The dismissal may mark a turning point in FCPA enforcement. The DOJ and SEC have had a string of significant corporate settlements over the years. Ever increasing sums were paid in settlement. What was once a headline grabbing, and record setting amount, became an after thought in the wake of the next huge case and even larger settlement.

Born of this trend, the African sting case was quickly hailed as another FCPA milestone. It represented the largest FCPA sting operation in history. Twenty two defendants were indicted in an action that was so large it had to be broken into segments for trial. Early on defendants began pleading guilty. What had been declared to be a “new era” of FCPA enforcement seemed destine to continue.

Then things started to unravel. In the first corporate case where a jury returned a verdict, the court tossed the case out on post-trial motions as to Lindsey Manufacturing and the other defendants. U.S. v. Aguillar, Case no. 2:10-cr-01031 (C.D.Cal.). While the ruling was predicated on prosecutorial misconduct, the court made it clear that a key factor was the weakness of the evidence. The first African Sting case ended with a hung jury after the court dismissed substantive FCPA charges as to certain defendants and each money laundering charge. In another case the court dismissed all the FCPA charges as to former ABB official John O’Shae. U.S. v. O’Shae, H-09-cr-429 (S.D. Tx). Subsequently the DOJ dismissed the remaining charges. That was followed by the second African Sting trial which ended in two acquittals and a hung jury as to three defendants. Post trial juror comments made it clear that that jurors thought little of the government’s case.

In the wake of DOJ’s dismissal of all the remaining African sting charges the critical question is where does the “new era” of enforcement go?

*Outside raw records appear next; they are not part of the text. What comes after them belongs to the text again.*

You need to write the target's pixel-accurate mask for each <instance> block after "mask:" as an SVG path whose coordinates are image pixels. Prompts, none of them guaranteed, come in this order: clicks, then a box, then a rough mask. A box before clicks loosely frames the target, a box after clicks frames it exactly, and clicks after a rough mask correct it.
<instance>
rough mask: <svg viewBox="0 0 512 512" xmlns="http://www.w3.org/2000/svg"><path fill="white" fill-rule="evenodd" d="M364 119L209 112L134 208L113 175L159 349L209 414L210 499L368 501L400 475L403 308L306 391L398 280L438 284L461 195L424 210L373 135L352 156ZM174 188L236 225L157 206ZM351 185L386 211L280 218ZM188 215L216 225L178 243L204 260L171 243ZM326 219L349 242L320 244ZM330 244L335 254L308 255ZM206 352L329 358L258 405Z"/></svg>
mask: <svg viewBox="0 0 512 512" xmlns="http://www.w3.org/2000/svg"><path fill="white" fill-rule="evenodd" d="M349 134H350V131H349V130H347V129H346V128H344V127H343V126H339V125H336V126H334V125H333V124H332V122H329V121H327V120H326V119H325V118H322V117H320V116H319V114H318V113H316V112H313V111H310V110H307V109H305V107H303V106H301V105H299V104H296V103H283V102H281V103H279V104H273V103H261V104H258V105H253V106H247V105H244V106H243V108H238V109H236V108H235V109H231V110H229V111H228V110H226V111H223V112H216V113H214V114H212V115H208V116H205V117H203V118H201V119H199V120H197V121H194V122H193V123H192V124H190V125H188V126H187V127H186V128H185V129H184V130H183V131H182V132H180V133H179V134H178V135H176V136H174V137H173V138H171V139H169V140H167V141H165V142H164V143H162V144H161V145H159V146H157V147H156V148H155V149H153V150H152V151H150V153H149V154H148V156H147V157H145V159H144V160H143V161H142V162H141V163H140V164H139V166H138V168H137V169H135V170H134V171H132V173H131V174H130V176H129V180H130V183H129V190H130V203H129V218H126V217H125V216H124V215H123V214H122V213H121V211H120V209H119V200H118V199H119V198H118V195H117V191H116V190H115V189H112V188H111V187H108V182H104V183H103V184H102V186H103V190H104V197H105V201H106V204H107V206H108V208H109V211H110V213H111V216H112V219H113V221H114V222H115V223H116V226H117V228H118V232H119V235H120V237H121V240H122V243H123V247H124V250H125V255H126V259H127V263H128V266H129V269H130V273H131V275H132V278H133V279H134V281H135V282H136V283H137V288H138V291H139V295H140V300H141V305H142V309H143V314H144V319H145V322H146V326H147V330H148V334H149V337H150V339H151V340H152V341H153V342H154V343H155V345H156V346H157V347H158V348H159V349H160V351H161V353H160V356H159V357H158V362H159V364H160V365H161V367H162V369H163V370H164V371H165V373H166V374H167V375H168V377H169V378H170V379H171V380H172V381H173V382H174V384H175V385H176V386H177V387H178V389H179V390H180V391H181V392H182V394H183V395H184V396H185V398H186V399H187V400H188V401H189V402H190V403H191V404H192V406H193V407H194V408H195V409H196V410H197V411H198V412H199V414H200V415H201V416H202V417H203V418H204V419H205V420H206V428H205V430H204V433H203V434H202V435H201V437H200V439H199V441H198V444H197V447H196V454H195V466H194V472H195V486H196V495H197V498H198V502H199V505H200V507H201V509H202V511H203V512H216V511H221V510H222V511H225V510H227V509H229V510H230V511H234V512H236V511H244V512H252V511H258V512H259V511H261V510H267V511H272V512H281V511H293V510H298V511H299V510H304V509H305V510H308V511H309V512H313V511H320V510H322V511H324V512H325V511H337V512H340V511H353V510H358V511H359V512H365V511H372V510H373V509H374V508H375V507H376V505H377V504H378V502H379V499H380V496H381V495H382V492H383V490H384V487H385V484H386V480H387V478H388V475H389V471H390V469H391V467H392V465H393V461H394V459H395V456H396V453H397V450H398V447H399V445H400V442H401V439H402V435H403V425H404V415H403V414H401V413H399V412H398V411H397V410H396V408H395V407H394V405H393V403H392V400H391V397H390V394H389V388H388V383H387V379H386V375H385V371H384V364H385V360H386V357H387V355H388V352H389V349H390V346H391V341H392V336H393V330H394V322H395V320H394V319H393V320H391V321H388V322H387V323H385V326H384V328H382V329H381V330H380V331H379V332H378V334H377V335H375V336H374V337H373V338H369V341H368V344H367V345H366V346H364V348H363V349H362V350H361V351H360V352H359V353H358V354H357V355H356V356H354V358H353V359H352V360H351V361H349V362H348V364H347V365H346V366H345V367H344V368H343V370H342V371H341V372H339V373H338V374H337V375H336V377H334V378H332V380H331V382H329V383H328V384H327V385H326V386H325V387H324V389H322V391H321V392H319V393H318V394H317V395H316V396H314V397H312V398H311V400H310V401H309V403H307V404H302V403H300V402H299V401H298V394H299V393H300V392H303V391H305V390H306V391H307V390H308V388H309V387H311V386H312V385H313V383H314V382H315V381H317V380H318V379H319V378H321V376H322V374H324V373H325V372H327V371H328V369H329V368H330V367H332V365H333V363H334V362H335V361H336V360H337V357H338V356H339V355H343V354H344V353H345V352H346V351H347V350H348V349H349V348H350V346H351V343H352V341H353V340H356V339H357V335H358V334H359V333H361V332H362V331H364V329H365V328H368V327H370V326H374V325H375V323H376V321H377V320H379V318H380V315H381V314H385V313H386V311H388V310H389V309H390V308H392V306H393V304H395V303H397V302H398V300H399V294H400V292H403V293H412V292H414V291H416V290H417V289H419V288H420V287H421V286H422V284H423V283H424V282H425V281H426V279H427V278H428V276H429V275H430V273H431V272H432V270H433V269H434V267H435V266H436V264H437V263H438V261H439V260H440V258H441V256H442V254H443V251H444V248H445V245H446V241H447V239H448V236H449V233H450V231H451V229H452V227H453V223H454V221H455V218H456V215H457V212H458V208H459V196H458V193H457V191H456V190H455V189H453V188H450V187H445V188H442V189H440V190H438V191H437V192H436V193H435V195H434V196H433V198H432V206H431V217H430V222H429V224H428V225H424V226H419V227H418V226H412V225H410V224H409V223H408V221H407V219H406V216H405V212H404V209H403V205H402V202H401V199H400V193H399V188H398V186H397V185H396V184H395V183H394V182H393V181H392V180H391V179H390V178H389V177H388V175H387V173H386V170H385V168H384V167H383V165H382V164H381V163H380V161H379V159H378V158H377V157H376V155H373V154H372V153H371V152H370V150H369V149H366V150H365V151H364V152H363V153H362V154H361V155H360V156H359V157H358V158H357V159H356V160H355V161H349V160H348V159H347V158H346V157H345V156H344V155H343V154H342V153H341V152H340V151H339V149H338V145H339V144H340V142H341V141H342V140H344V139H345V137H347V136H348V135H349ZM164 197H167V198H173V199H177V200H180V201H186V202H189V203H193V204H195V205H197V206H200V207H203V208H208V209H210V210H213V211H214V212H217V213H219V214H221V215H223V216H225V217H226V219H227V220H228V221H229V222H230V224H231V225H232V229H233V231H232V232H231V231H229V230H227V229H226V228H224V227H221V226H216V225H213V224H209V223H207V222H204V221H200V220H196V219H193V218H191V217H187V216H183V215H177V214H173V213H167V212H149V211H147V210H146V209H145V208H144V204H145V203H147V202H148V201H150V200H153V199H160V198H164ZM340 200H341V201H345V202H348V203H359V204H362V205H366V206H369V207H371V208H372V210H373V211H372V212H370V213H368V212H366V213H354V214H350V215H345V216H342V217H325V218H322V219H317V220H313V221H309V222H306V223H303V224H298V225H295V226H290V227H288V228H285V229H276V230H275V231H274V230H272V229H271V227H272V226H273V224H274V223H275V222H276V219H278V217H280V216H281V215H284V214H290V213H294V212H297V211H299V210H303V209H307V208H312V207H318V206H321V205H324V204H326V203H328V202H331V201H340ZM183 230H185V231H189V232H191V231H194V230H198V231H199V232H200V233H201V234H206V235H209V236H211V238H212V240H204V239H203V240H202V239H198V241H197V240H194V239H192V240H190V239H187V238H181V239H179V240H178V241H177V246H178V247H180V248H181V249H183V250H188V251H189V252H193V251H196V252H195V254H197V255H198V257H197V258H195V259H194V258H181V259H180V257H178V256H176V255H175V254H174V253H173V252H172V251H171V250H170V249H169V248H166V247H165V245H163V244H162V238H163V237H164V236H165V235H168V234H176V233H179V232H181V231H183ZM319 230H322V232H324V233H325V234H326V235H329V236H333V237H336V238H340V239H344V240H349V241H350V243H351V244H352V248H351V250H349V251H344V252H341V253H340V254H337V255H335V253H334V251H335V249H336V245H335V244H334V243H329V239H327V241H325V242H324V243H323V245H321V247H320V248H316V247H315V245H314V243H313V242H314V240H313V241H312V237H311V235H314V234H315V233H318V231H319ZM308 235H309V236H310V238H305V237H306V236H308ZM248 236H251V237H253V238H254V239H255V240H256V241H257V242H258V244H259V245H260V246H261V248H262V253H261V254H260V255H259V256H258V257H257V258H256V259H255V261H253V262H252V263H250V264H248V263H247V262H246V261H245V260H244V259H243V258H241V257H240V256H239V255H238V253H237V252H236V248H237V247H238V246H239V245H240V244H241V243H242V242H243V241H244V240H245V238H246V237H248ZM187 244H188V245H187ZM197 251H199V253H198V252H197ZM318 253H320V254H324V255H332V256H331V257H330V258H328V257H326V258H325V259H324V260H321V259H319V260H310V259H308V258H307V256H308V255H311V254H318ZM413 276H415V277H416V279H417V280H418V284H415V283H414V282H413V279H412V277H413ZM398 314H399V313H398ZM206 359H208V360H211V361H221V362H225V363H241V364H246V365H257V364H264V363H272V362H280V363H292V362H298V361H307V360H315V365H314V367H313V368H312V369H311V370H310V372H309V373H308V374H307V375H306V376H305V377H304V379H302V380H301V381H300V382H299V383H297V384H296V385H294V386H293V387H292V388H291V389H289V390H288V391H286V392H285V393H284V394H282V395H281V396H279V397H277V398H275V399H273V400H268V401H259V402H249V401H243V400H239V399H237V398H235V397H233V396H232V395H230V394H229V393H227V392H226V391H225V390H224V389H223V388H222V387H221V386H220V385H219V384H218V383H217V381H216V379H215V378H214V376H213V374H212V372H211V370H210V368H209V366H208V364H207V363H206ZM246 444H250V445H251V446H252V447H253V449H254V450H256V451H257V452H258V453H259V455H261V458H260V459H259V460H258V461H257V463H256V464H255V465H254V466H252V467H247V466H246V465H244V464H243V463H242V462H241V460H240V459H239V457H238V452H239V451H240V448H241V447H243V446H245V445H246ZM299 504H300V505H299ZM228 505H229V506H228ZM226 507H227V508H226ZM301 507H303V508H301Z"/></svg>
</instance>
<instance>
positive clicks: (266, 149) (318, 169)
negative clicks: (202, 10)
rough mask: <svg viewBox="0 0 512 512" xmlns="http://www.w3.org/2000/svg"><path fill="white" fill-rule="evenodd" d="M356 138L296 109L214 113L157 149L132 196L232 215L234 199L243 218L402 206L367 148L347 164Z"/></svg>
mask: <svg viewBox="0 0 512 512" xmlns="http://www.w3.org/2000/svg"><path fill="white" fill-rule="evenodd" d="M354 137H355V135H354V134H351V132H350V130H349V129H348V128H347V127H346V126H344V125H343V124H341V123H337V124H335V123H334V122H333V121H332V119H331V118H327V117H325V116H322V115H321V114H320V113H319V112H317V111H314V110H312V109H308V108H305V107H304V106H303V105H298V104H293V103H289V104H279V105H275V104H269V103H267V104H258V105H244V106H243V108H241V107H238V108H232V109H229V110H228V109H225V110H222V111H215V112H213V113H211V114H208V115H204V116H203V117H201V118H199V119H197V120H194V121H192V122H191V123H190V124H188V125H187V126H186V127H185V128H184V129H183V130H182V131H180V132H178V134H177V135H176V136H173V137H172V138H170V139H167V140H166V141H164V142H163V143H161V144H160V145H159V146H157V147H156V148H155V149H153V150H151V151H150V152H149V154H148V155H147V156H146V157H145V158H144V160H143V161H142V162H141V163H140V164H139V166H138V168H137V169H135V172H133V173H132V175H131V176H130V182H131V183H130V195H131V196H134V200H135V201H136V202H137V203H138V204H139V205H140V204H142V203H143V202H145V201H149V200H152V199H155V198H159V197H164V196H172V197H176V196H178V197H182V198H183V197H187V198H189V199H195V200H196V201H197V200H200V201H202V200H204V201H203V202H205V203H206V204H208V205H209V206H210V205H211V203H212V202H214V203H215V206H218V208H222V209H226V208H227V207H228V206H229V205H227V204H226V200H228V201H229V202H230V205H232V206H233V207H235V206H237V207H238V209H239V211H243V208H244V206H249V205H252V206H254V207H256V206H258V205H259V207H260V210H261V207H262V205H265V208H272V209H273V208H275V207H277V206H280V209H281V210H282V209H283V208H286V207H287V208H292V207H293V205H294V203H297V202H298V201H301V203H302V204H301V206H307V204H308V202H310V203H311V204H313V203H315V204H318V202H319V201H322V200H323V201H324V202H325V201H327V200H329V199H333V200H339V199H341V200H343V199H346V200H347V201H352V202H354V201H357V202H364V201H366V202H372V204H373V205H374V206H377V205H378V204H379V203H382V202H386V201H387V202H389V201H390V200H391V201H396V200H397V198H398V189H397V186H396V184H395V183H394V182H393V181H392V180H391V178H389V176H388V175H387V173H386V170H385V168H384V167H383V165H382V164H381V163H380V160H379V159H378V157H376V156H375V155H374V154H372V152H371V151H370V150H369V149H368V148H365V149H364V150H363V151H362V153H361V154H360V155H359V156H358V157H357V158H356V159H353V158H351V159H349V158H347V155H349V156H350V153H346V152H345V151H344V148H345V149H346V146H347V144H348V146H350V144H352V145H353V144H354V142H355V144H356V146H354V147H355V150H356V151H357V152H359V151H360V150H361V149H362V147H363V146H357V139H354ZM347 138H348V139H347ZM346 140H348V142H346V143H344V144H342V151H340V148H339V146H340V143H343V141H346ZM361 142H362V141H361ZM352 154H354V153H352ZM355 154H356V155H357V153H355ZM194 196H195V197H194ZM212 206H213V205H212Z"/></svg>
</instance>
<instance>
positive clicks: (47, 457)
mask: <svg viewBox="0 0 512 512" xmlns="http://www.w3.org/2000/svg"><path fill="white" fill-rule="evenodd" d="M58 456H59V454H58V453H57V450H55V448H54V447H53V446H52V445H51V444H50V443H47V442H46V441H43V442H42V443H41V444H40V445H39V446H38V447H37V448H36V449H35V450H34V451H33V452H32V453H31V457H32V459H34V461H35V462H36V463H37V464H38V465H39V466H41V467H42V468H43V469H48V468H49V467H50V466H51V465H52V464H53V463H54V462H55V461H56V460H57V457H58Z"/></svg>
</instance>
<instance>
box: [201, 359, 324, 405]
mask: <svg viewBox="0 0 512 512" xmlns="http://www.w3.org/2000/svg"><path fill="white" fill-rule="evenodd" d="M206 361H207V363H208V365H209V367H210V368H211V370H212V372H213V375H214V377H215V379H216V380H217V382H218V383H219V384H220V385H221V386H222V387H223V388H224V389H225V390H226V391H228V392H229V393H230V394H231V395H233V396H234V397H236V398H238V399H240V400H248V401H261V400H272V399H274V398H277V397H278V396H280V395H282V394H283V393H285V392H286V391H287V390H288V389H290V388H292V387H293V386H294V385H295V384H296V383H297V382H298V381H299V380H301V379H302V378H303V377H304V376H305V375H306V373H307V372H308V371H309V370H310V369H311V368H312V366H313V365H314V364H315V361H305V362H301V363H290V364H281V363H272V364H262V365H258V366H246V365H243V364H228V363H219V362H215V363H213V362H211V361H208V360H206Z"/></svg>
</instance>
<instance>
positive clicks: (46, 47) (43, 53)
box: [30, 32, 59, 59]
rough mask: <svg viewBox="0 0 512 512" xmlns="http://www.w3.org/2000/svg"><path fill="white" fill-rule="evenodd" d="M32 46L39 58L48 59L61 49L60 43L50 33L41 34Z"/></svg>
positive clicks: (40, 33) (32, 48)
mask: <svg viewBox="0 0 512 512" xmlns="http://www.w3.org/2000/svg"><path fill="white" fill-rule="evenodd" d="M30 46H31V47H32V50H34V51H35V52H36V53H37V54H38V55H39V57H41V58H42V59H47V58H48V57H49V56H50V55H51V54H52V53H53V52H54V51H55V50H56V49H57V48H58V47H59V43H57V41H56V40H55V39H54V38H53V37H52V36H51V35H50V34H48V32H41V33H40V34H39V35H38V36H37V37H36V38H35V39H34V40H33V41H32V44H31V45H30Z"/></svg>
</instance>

Nobody would seriously argue with the goals of the FCPA. At the same time enforcement officials have steadfastly resisted efforts to amend portions of the Act to give clarity to key terms such as who is a foreign official or to add a compliance defense which should only serve to foster the goals of the FCPA. Those officials also seem to have overlooked suggestions that their interpretations of the Act are at times over-reaching such as in the application of its jurisdictional provisions and the construction of the facilitation payment provisions.

Perhaps now is a good time to stop and reflect on what the courts and jurors have said about the “new era” of FCPA enforcement. Surely that era should be more than a dazzling array of ever increasing monetary payments by corporations or actions against individuals built on questionable blue collar tactics. Surely it should be more than business organizations spending ever increasing sums to conduct far reaching and perhaps at times unnecessary investigations at huge expense in a effort to win cooperation credit. Surely it should be more than brining increasing numbers of charges against individuals and demanding longer and longer prison terms. Perhaps now is the time to craft meaningful reform to the Act and enforcement policy to ensure clearer guidance and a more balanced application of the statutes to ensure that the laudable goals of the statute in a fair and balanced manner in the future. That would truly be a “new era” of FCPA enforcement.